Beyond closing underperforming locations, Starbucks is also making changes to its corporate culture and operations. Starting next month, corporate staff will be required to return to the office four days a week.
Niccol has also reshaped the company’s executive team, bringing in:
Cathy Smith as Chief Financial Officer
Tressie Lieberman as Global Chief Brand Officer
Mike Grams as Chief Operating Officer
Both Grams and Lieberman previously worked alongside Niccol at Chipotle and Yum Brands, reflecting his strategy of building a trusted leadership circle.
Market observers believe Starbucks’ $1 billion restructuring is a bold but necessary step to regain growth momentum.
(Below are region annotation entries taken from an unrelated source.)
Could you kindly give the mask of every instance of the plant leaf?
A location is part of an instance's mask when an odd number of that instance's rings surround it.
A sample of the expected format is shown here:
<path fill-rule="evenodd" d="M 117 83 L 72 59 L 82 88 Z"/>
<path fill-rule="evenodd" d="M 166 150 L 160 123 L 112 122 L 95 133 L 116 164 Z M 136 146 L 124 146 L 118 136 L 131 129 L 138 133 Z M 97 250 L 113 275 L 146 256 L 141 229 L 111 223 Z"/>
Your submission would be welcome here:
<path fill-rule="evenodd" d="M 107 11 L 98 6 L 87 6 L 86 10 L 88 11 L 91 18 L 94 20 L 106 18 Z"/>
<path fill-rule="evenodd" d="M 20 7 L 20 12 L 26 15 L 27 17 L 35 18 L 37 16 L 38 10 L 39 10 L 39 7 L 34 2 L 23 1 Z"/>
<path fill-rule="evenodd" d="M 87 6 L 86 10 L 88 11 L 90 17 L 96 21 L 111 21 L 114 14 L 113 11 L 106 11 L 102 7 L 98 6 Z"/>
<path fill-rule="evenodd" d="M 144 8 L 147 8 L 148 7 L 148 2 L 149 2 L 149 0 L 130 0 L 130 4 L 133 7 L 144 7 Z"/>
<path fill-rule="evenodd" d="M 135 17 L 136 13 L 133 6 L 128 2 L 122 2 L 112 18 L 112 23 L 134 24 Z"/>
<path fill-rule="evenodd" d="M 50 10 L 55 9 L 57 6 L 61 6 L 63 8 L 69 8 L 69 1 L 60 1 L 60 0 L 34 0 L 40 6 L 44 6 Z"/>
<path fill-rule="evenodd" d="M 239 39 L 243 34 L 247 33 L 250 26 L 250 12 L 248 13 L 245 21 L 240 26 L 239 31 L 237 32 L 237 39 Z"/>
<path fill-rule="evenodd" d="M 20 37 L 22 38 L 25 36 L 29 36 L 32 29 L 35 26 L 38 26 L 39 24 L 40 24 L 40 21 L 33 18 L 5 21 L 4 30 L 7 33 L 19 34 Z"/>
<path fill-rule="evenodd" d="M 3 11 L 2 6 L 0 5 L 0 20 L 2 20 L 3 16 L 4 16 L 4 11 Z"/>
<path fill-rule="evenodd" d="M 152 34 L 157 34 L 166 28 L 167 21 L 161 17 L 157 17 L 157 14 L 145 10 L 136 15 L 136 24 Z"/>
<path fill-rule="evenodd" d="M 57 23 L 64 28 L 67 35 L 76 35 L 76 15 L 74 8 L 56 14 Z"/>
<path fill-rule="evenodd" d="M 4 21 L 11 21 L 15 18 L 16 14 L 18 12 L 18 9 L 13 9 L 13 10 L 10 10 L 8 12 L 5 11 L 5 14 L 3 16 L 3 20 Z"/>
However, the short-term impact may pressure profits due to high restructuring costs.
If successful, the “Back to Starbucks” strategy could help the company reposition its brand, enhance customer experience, and reaffirm investor confidence in global markets.
Starbucks’ $1 billion restructuring underscores the company’s determination to reshape its operations, strengthen customer connections, and optimize financial performance. Yet, the initiative also presents significant challenges related to workforce morale, brand reputation, and operational costs.
As competition intensifies, Starbucks must prove that its new strategy can not only improve profitability but also uphold its commitments to employees, suppliers, and the communities it serves.